Diario

Racconto per il concorso "300 Parole Per Un Incubo", 2003 - edizione 2

Venerdì 13 agosto.
Ore 22:01.
Caro Boh! La vita è davvero di merda, ed io sto sempre più male.
La depressione è penetrata in me, si sta impadronendo del mio corpo, del mio tempo, del mio mondo. Come un morbo assassino cresce continuamente dentro di me, alla continua ricerca di nuovo cibo, nuovi organi da colpire.

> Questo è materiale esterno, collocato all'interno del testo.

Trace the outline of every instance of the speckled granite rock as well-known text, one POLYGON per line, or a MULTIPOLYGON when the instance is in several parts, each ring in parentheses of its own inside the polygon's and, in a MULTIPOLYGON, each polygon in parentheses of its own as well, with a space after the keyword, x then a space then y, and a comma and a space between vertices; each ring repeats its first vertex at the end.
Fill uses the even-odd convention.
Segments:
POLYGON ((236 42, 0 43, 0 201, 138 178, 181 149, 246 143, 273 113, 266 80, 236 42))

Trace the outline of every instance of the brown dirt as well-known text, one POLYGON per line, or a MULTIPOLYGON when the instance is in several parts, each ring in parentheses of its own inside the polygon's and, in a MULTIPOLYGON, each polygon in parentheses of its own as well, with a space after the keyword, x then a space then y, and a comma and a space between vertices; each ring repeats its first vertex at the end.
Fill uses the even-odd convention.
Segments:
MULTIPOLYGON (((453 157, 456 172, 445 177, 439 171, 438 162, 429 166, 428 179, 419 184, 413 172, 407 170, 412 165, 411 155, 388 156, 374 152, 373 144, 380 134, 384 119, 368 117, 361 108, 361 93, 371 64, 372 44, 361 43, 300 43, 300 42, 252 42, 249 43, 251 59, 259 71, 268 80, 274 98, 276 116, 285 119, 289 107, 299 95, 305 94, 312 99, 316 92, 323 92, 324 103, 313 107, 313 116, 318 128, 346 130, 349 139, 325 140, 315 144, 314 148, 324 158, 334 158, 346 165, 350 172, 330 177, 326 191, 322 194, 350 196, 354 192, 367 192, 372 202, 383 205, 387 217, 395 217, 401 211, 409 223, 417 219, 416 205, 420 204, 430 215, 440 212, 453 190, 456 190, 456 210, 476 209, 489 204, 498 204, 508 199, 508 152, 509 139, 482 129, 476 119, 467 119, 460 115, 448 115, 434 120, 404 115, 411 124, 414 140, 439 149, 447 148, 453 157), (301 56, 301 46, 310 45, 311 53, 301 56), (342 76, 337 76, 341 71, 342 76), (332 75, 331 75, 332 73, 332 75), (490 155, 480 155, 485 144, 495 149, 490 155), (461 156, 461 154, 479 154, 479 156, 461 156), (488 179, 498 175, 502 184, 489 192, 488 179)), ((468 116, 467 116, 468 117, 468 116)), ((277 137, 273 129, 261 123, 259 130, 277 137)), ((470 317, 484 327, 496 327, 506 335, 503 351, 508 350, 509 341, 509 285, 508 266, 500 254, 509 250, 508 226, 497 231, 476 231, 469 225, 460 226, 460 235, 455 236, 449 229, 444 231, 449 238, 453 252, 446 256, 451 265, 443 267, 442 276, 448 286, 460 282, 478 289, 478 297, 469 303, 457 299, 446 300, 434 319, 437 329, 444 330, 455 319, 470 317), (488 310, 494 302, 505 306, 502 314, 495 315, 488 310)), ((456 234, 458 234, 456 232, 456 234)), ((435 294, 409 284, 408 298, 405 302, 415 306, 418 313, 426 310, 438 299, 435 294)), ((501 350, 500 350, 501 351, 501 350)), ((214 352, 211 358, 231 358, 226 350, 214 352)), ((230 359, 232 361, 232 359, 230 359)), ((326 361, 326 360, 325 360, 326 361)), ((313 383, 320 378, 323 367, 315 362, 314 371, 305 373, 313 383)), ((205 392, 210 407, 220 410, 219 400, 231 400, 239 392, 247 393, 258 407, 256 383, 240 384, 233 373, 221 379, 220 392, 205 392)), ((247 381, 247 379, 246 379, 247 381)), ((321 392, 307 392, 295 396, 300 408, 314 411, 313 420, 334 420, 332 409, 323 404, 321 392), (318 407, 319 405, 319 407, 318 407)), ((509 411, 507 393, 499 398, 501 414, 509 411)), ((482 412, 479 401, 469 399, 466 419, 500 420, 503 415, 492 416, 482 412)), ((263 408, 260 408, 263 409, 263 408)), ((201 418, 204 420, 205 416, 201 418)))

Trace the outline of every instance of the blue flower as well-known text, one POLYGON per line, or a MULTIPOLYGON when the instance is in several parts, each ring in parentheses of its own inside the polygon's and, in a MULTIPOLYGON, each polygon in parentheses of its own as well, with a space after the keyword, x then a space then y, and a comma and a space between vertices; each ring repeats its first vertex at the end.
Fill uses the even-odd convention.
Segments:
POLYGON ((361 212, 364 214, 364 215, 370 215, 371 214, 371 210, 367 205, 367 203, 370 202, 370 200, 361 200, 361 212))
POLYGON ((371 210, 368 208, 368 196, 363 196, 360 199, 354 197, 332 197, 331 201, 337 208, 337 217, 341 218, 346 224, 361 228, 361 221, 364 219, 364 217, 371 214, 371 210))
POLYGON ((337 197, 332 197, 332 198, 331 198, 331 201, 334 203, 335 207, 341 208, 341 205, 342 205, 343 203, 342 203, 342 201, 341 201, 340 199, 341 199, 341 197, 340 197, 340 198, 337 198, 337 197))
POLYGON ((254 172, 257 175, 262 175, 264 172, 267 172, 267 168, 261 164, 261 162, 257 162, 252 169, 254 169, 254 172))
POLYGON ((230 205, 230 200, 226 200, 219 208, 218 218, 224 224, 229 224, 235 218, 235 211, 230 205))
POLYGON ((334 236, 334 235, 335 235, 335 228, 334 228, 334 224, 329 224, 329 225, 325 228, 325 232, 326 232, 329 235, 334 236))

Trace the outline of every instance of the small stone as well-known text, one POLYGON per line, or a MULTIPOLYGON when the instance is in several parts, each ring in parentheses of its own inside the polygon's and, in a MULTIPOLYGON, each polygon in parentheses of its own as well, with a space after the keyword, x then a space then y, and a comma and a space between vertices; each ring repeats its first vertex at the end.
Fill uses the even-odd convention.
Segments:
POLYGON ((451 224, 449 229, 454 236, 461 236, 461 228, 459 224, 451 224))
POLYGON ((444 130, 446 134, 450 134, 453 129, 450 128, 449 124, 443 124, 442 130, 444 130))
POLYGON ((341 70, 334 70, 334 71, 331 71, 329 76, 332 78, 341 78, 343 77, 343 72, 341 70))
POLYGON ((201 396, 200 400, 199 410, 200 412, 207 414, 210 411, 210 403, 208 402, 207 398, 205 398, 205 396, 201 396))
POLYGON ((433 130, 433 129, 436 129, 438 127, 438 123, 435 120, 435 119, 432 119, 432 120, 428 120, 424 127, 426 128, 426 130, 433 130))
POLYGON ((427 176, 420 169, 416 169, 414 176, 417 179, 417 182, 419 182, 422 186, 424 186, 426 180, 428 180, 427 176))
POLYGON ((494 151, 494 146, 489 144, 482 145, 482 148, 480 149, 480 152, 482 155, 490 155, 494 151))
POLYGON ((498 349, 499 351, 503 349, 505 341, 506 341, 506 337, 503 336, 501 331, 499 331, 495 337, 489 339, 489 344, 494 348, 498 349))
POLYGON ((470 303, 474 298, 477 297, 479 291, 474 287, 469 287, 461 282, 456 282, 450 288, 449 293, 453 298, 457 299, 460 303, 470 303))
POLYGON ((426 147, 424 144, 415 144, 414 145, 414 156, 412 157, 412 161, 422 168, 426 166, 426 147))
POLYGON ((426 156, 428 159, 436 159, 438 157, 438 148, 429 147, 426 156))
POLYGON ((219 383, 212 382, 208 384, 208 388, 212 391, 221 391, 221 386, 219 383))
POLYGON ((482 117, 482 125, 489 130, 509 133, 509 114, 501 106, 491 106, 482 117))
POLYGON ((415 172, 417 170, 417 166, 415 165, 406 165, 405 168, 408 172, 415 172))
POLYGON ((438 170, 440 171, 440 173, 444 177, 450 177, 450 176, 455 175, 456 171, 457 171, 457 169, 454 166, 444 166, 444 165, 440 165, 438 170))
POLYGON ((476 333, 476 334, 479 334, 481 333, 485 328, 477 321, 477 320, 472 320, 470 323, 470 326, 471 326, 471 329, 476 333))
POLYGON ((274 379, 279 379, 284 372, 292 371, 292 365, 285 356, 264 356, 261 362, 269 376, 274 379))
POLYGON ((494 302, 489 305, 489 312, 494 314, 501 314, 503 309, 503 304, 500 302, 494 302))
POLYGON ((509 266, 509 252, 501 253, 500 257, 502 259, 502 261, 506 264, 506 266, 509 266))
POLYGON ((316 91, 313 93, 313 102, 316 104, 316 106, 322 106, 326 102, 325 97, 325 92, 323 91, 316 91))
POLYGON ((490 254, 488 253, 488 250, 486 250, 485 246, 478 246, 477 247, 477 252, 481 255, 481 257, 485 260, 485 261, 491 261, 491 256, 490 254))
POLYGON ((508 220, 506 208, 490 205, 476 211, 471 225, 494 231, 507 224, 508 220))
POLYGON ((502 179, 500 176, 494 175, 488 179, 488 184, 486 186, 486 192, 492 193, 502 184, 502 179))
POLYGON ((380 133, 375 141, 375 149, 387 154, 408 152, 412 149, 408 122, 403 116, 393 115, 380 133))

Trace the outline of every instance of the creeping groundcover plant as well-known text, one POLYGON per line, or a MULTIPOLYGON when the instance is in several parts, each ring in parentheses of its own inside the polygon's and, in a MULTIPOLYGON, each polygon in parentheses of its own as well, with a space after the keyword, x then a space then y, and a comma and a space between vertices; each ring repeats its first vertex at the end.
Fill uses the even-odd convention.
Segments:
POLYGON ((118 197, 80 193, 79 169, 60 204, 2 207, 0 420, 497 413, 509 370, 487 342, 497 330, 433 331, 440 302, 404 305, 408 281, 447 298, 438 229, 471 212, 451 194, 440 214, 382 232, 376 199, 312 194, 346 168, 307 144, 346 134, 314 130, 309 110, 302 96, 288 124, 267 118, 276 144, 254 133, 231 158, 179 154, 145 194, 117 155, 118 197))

Penso che proprio adesso abbia finito di inghiottire il cuore, ma l’ingordo virus non si ferma.
Sembrava essere scomparso, sconfitto, eppure è riaffiorato così, inaspettato e apparentemente senza motivo, spontaneo. Vorrei reagire, combattere quest’oscurità alla stregua del sole all’alba con la notte; eppur mi ritrovo come l’ultimo sospiro di luce sconfitto dal tramonto.
Ci sto pensando, davvero.
Ogni notte sogno la Luce con la falce; di mattino mi sento sollevata nel sapere che presto arriverà a prendermi. L’altra notte però è stato diverso: una ragazza accompagnava la Luce; non so chi fosse; i suoi occhi, il suo sorriso erano tremendi; certo era bellissima, ma quell'espressione m’incuteva terrore.

Si tenevano per mano, sullo sfondo qualcosa di strano, forse l’Infinito, forse il Nulla. Serenità e angoscia; caligine e albore, amici per la pelle; gravoso il separarli, difficile un tradimento. In realtà ciò che mi attraeva, mi affascinava, era la ragazza: le ho sorriso e la sua espressione è cambiata.
Strano, ora sembrava felice nonostante alle sue spalle il buio avesse ucciso la luce. “Troppo amore”, ho pensato; fiduciosa le ho teso una mano. Prima che riuscissi a toccarla, me l’aveva già tagliata di netto. Il sangue sgorgava ma io non sentivo alcun dolore; solo Paura, decomposizione, lacrime; poi il risveglio. Un sogno, era solo un sogno. Ho continuato a piangere.
Poi ho capito di aver sbagliato: non dovevo svegliarmi. Sarei morta lì, nel sogno, e la mia mente non avrebbe più riconosciuto il dolore.